The 32-year-old Ethiopian, who has three Olympic gold medals and five World Championship victories to her name on the track, is the first major name confirmed for the elite women’s race.
Dibaba has twice appeared in London before and has improved with each performance. She made her marathon debut in London in 2014, finishing third in 2:20:35 before returning last year and coming second behind Mary Keitany in an Ethiopian record of 2:17:56, putting her third on the world all-time list behind Paula Radcliffe and Keitany.
She returned to the track last summer to win a silver medal in the 10,000m at the IAAF World Championships London 2017 before picking up her first marathon win at the Chicago Marathon in October (2:18:31).
That victory put her joint top of the Abbott World Marathon Majors (AWMM) Series XI leaderboard which started with last year’s Virgin Money London Marathon and concludes after this year’s race, counting the results of the World Championship marathon plus the marathons in Berlin, Chicago, New York, Tokyo and Boston in between. A win for Dibaba in London this year will ensure she would secure the AWMM Series XI title.
Dibaba will face world champion Rose Chelimo.
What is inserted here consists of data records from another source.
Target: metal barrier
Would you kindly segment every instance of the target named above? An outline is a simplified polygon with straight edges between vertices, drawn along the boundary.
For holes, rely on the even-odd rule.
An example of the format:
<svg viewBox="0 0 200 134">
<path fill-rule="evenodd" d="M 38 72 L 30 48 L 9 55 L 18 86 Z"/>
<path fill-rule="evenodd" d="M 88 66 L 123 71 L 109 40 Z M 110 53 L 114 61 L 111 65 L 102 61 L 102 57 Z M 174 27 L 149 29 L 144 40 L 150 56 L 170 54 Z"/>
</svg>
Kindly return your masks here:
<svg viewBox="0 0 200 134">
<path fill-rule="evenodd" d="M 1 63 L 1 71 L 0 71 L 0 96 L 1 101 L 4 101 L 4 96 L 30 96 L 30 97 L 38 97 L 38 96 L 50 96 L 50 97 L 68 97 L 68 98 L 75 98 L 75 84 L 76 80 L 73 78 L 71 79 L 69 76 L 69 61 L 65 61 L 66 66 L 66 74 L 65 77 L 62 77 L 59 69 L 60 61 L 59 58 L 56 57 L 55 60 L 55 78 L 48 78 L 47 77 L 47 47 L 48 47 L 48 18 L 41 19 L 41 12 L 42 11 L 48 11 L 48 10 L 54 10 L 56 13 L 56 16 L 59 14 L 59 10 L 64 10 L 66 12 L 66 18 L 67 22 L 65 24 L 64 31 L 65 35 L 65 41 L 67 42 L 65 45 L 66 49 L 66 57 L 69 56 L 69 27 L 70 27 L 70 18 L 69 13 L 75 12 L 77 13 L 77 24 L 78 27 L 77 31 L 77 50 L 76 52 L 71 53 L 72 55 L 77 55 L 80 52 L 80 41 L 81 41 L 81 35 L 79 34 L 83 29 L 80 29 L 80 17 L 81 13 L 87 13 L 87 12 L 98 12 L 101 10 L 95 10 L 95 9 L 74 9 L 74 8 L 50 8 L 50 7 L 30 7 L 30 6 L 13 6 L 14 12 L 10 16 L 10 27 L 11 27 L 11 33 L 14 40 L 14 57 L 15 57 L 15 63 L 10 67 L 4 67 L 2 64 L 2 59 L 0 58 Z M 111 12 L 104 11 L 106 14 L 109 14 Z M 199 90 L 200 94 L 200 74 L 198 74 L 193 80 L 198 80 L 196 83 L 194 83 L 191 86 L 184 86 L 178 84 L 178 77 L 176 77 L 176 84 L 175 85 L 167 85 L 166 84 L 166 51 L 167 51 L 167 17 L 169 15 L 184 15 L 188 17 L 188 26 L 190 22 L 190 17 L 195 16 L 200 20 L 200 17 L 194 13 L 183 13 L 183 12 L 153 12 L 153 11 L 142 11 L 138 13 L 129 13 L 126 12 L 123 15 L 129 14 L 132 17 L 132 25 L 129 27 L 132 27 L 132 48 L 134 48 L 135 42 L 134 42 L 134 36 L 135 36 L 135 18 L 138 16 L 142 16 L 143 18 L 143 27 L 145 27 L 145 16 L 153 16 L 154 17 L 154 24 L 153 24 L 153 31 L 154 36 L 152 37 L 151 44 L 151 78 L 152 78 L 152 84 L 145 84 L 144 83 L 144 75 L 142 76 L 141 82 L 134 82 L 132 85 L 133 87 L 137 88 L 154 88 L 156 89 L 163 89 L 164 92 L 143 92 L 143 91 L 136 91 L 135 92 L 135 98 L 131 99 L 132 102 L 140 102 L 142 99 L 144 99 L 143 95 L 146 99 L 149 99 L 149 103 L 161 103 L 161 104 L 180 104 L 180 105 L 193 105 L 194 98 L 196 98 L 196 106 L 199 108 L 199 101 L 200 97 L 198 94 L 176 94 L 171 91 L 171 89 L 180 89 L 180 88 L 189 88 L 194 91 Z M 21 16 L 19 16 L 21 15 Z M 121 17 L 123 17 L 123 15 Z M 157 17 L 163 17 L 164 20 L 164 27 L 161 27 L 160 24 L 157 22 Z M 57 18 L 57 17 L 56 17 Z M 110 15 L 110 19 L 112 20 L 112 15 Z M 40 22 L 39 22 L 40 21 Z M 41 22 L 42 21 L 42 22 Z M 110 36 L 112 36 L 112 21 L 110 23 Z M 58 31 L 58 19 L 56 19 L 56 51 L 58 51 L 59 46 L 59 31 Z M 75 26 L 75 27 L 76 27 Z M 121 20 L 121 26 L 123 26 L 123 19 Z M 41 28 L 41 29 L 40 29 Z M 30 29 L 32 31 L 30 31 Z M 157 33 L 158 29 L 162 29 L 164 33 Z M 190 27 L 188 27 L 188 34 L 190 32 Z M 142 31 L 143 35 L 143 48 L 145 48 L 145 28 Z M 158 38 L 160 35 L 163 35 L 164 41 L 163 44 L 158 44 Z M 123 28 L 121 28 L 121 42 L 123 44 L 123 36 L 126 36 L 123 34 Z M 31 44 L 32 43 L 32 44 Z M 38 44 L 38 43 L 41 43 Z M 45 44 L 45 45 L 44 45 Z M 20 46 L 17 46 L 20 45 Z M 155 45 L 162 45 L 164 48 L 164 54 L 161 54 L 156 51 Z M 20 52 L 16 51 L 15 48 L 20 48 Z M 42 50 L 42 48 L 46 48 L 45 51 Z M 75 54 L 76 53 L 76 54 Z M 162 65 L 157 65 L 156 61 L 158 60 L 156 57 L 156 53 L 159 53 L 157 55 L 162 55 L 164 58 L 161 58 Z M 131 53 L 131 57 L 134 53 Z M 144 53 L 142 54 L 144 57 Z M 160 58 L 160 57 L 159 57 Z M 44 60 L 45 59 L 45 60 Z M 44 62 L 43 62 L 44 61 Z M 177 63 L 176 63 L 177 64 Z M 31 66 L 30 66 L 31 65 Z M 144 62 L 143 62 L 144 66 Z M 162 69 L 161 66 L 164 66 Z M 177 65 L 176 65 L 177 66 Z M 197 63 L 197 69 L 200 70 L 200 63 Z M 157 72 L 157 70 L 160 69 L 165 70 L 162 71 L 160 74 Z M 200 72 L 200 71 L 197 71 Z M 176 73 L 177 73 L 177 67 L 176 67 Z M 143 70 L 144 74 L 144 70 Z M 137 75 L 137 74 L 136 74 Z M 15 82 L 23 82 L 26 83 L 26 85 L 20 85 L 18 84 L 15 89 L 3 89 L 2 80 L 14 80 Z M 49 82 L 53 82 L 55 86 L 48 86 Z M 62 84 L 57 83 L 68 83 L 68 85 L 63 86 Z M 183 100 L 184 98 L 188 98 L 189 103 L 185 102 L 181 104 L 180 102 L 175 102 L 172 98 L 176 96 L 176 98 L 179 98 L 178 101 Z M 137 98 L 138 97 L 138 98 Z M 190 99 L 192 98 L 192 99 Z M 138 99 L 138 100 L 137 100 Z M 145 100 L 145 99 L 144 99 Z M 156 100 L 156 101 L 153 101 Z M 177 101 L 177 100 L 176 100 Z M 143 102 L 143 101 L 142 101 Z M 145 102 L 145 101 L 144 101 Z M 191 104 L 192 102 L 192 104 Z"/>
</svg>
The Bahraini athlete won the world title in London last year, four months after finishing second in Boston in a PB of 2:22:51.
Defending champion Daniel Wanjiru, fellow Kenyan Stanley Biwott and Ethiopia’s Guye Adola are the latest names announced in the elite men’s race.
Wanjiru was a surprising winner last year, clocking 2:05:48 to hold off Kenenisa Bekele. The 25-year-old, who set his PB of 2:05:21 when winning the 2016 Amsterdam Marathon, went on to finish eighth at the World Championships last year.
Biwott, the 2015 New York City Marathon champion, pushed his compatriot Eliud Kipchoge to within eight seconds of the world record at the 2016 London Marathon as the pair battled it out over the second half of the course.
The 31-year-old finished second to Kipchoge on that day in 2:03:51, making him the sixth fastest marathon runner in history. It was the second time Biwott finished runner-up at the London Marathon after trailing only Wilson Kipsang in 2014.
Adola is another man who has pushed Kipchoge to the limit. The 27-year-old looked on course for a shock win at last year’s Berlin Marathon before Kipchoge recovered to win in the final miles. Adola’s time of 2:03:46 was the fastest debut marathon ever.
Organisers of the London Marathon have also announced several British additions to the fields.
Charlotte Purdue, who was the first British woman home in 13th place in the marathon at the 2017 World Championships, returns for the third successive year. Purdue has run the past two London Marathons, finishing 16th in 2016 in 2:32:48 and 15th last year in a PB of 2:29:23.
She will be joined on the start line by Lily Partridge, who will be making her London Marathon debut. Partridge, who has represented Great Britain on the road, track and cross country, made her marathon debut in Seville last year, finishing in a time of 2:32:10.
World Championships representative Tracey Barlow, 2016 Cape Town Marathon winner Tish Jones and debutante Rebecca Murray are also in the field.
Jonny Mellor, who set a PB of 2:12:57 at the Berlin Marathon last September, will compete in the elite men’s race alongside Olympian Tsegai Tewelde and Aaron Scott.